Thursday, July 22, 2010

Thankful Thursday

Or rather...

Not So Thankful Thursday

That's it. I'll admit it. I'm just not feeling very thankful this week. I know, I know, there are many that are much worse off than me. Children are starving. People are dying. And I'm a selfish bad person. Yes, I got the memo.

But that doesn't make me any more thankful.

I mean should I be celebrating and thankful that we dropped a major chunk of change taking a rather ungrateful pompous pair of newlyweds out for dinner? Or maybe I should thank jeebus that I left dinner feeling even worse about myself than I did earlier in the night. I needed a real kick in pants. Thank you wifezilla.
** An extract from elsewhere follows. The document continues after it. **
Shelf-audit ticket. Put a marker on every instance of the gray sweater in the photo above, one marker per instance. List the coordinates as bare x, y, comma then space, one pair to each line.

Oh, or maybe I should be thankful for the sleazy disgusting all-expense paid company bachelor party my boyfriend went on lately. Yes, use your imagination, it happened.

Gosh, maybe I should be thankful that for over a year now I have been pain and unable to walk normal because of my broke a$$ ankle and foot. Because that is sweet. Super sweet!

I know, I know. I am little more than an ungrateful beotch today. Maybe there's a streak of PMS running through this, maybe I woke up on the wrong side of the bed, maybe things just aren't always sunny in my world. But whatever it may be, I'm going to let it go. I'm hoping that once I send this off the abyss of the interweb it will be like purging my demons. An exorcism of my bad attitude if possible.


1 comment:

Belle said...

Sometimes you just have to bitch, get it out in the open and kick it around in order to feel better.